C'è un clima di totale sfiducia da parte dei tifosi, in generale. A Genova poi, dove sono abituati a vedere la squadra lasciarsi andare ogni fine campionato. E il tifoso si accorge, sa che non sempre le cose sono andate come avrebbero dovuto. Di partite chiacchierate sul conto del Genoa, per via della vicenda scommesse, ce ne sono tante. E possono succedere cose come queste”.

 

Le parole sono di Carlo Balestri, Responsabile UISP Emilia Romagna, trai i fondatori e coordinatore dei Mondiali Antirazzisti (Progetto Ultrà).

Che rincara: “Inoltre è l'ennesima prova del totale fallimento delle politiche repressive applicate in questi anni. Dalla tessera del tifoso in poi. Tutto sbagliato. Ieri a Genova ne è stata una riprova, se ancora ce ne doveva essere bisogno”.

Le politiche repressive. Che non funzionano negli stadi, mentre nelle strade, poi invece vengono applicate bene nel caso di manifestazioni. Puntualmente e senza freni inibitori, mi verrebbe da dire.

Già, Genova. E' una così bella città. Ma succedono sempre un sacco di cose, in quel bel posto davanti al mare. Quasi sempre memorabili. Spiacevolmente, memorabili.

Ma è inutile tornarci su.

In realtà di tutto quello di cui stiamo per parlare, ci siamo già occupati. Repressione, tessera del tifoso, scommesse, ecc.. E solo un nuovo episodio della saga.

Andando quindi alla sostanza, quello che rimane sempre più evidente, è che il mondo del calcio in toto è completamente slegato dalla realtà. E' un mondo a parte. E' una zona franca, spesso grigia, dove si addensa tutto il peggio che ci può stare, in certi casi. Dallo spettacolo indecoroso al quale si è assistito ieri a Marassi, al qualunquismo becero di certi salotti tv. E non voglio neppure stare qui a fare la retorica del Wolverhampton. Quello che appare evidente più di tutto è che, a Marassi, domenica scorsa, non è andato in black out il sistema. Al contrario. L'ingranaggio non ha trovato intoppi nel suo roteare su se stesso. Affatto. Tutto è andato come doveva accadere.

Tutto molto burlesque, verrebbe da dire. La polizia che non può fare nulla, un'immagine che fa quasi tenerezza. Gli stewart che non possono che aprire i cancelli; il delirio di onnipotenza di chi sa di avere gioco facile.
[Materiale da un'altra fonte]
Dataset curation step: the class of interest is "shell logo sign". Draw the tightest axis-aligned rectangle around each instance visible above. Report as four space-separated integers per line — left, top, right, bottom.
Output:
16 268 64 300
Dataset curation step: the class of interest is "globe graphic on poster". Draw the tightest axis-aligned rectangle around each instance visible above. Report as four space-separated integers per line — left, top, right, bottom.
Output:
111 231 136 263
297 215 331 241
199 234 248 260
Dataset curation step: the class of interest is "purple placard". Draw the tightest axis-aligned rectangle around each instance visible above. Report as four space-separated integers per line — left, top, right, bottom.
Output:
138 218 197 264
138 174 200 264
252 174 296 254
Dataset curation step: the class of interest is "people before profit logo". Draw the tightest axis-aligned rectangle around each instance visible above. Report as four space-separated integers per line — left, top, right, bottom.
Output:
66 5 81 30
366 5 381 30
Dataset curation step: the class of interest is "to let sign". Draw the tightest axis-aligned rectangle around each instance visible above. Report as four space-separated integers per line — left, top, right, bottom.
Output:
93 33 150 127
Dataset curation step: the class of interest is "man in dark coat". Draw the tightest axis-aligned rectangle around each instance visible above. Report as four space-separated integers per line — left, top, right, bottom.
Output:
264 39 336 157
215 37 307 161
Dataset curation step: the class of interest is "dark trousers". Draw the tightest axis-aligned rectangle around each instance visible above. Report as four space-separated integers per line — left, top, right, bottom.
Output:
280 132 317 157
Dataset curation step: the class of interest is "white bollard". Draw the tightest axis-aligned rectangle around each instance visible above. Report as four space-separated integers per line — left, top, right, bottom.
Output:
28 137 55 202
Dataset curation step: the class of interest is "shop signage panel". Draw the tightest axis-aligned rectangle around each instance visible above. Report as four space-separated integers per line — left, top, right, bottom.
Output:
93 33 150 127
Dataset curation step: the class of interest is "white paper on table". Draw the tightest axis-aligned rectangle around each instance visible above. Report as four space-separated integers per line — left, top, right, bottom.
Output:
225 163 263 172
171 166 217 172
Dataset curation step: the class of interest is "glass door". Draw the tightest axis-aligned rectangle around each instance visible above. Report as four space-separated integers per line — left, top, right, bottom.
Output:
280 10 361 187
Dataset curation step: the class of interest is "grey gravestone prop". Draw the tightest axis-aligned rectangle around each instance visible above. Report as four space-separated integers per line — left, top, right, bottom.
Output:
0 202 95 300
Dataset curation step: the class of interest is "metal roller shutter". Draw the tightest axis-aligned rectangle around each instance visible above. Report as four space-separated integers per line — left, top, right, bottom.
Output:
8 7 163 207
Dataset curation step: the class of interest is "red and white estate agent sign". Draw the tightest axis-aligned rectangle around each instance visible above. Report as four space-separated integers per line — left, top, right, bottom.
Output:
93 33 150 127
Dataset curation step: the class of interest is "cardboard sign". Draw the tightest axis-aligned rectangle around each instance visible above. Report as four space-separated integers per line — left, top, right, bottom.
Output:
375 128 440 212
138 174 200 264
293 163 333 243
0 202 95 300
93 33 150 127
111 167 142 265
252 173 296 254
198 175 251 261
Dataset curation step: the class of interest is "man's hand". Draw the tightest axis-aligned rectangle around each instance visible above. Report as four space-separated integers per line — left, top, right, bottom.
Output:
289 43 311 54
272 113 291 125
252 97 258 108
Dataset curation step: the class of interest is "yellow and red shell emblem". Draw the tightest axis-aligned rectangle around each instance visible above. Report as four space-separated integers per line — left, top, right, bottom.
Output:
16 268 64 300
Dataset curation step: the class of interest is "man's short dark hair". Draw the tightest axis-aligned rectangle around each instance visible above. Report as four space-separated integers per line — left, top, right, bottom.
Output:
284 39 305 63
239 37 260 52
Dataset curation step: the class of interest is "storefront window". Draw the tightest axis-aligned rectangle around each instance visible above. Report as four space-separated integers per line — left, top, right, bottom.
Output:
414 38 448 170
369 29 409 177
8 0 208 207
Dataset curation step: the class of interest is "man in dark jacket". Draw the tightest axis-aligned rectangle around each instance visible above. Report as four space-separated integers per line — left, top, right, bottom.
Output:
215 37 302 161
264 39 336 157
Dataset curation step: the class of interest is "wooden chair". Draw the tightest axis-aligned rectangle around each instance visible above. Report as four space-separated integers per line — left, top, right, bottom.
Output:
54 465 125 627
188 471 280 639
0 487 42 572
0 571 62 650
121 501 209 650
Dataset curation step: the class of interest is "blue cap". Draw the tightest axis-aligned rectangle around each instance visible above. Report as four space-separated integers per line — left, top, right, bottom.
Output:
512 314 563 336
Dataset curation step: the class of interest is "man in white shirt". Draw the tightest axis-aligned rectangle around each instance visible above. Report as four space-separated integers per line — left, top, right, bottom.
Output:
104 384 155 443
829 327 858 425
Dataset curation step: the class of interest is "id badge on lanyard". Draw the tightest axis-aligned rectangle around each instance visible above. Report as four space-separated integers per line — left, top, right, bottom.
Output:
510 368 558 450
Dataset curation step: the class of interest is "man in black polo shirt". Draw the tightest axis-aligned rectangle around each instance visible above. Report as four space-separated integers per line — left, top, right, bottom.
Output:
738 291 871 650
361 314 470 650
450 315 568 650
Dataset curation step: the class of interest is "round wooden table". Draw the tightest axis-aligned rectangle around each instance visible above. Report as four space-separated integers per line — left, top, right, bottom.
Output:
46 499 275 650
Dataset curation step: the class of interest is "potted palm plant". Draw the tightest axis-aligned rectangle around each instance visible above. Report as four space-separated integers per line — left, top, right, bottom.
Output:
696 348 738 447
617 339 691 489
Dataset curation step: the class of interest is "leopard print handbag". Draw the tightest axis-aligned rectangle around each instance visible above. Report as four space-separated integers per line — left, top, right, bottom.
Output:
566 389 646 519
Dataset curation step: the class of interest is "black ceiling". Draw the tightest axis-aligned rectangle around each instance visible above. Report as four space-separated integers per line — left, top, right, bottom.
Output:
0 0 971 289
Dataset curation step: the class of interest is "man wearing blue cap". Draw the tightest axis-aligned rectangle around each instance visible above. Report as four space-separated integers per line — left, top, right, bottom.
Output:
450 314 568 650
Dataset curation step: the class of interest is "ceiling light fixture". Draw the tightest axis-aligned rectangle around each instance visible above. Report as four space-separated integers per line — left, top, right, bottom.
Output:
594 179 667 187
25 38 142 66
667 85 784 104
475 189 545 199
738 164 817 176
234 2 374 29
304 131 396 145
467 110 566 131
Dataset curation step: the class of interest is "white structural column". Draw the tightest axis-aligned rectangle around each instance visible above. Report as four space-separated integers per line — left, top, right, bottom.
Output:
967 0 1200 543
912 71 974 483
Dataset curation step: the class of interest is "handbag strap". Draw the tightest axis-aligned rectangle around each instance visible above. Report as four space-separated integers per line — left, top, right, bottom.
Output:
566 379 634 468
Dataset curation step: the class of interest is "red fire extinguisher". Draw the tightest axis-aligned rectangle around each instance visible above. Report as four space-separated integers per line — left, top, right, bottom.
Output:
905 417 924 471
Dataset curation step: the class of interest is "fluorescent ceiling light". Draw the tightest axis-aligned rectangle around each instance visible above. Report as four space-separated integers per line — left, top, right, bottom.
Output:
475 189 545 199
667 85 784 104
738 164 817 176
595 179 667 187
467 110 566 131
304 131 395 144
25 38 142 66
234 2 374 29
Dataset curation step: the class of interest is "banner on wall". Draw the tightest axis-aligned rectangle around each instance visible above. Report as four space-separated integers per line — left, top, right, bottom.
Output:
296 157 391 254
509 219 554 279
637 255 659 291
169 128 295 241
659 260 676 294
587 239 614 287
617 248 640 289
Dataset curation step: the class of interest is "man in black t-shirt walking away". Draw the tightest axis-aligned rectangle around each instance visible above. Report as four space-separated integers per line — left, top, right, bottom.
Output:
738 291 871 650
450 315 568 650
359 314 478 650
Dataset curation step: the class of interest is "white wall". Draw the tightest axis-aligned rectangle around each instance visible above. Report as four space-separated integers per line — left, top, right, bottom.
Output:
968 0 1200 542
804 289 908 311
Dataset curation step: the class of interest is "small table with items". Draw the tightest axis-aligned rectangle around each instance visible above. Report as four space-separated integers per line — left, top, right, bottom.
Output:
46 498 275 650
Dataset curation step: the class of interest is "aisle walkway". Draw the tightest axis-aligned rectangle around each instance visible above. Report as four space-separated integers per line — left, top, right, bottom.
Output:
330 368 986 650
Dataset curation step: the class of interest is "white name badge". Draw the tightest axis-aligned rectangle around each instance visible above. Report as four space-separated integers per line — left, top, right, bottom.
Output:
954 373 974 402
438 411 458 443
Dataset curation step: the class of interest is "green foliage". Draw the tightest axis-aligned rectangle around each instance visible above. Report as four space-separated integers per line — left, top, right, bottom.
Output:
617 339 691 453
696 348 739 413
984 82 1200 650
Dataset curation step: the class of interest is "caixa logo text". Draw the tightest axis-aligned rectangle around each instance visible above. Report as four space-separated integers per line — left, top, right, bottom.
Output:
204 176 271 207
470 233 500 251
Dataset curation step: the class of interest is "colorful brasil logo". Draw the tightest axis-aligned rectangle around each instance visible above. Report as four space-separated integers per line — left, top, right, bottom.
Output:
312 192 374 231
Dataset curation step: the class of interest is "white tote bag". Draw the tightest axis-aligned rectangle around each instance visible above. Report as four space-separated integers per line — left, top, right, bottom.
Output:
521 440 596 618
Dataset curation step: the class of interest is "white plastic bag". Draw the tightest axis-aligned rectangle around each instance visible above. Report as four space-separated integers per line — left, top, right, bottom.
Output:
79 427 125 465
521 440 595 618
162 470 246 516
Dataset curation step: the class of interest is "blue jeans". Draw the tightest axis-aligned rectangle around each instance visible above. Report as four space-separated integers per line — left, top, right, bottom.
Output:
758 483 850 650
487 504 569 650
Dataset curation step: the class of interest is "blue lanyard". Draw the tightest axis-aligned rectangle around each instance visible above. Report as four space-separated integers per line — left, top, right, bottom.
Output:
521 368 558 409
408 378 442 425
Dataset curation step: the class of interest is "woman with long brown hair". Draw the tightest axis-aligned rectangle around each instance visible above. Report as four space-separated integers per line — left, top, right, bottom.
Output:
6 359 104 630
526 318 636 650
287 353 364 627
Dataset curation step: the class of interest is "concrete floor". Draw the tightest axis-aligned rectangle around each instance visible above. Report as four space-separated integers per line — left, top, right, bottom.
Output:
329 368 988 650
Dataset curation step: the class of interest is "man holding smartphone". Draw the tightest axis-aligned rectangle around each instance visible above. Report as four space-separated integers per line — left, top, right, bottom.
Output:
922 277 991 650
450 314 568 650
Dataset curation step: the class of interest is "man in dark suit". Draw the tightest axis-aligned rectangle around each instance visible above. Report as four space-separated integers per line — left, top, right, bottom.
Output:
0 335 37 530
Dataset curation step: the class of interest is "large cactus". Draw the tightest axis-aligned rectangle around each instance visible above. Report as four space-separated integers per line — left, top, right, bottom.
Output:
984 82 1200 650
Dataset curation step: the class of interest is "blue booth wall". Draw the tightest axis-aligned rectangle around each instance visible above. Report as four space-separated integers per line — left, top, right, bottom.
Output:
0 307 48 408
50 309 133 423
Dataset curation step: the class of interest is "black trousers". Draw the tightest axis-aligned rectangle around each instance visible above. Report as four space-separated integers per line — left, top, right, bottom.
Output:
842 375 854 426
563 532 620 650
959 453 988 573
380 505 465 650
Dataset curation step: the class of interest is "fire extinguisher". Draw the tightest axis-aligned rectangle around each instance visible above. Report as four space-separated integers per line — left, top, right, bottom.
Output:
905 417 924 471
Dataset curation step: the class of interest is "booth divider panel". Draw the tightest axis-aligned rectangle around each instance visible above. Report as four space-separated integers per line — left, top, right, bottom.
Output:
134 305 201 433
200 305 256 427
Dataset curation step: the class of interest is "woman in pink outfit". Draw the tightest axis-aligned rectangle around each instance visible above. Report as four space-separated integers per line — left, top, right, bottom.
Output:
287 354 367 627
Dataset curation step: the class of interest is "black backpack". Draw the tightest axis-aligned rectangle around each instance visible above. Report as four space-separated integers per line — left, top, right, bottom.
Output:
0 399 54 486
E infatti.. E per fortuna che non c'era Ivan, altrimenti altro che scambi di convenevoli.

E qui arriviamo al capitolo maglie. Che è l'unica vera e propria novità del caso. Come ho scritto qualche giorno fa, anche i tifosi del Padova hanno contestato apertamente i giocatori biancoscudati, e li hanno invitati a togliersi la maglia; ma non è che sono stati assecondati. Subire sei palloni in casa (contro il Pescara di Zeman) fa male.

Ma fa parte del gioco, verrebbe da dire.

Poi è successo un po' di trambusto anche li, ma appunto, tutto nella norma. O nella non norma, fate voi.

I giocatori del Genoa, impauriti – dirà il loro presidente, Preziosi – si sono visti costretti a questo gesto. Costretti? E perché? Cosa li ha così spaventati? Questa è una domanda da porsi, secondo me. Solo la paura di essere aggrediti? Sicuri? Visto i tempi che corrono.. E poi, la Curva del Genoa, nel panorama italiano è un po' anomala. Non è che ha un capo solo, unico e distinguibile. Sono tanti i gruppi che assiepano la Gradinata Nord.

Altra notazione. Si è parlato tanto del comportamento di Sculli, e sinceramente anche qui risparmio la retorica del nipote del boss. E invece sottolinerei il comportamento di Frey che ha cercato in tutti i modi di spiegare perchè non se la sarebbe tolta la maglia, anche se alla fine.. Bene. Per tutti gli altri, una sintesi perfetta sta nel titolo di un libro di Carlo Petrini: “Senza maglia e senza bandiera”.

Dimenticavo. Tralascio anche la retorica su Preziosi che invoca la legalità. La tentazione di fare facile ironia sarebbe tanta, ma “restiamo umani”.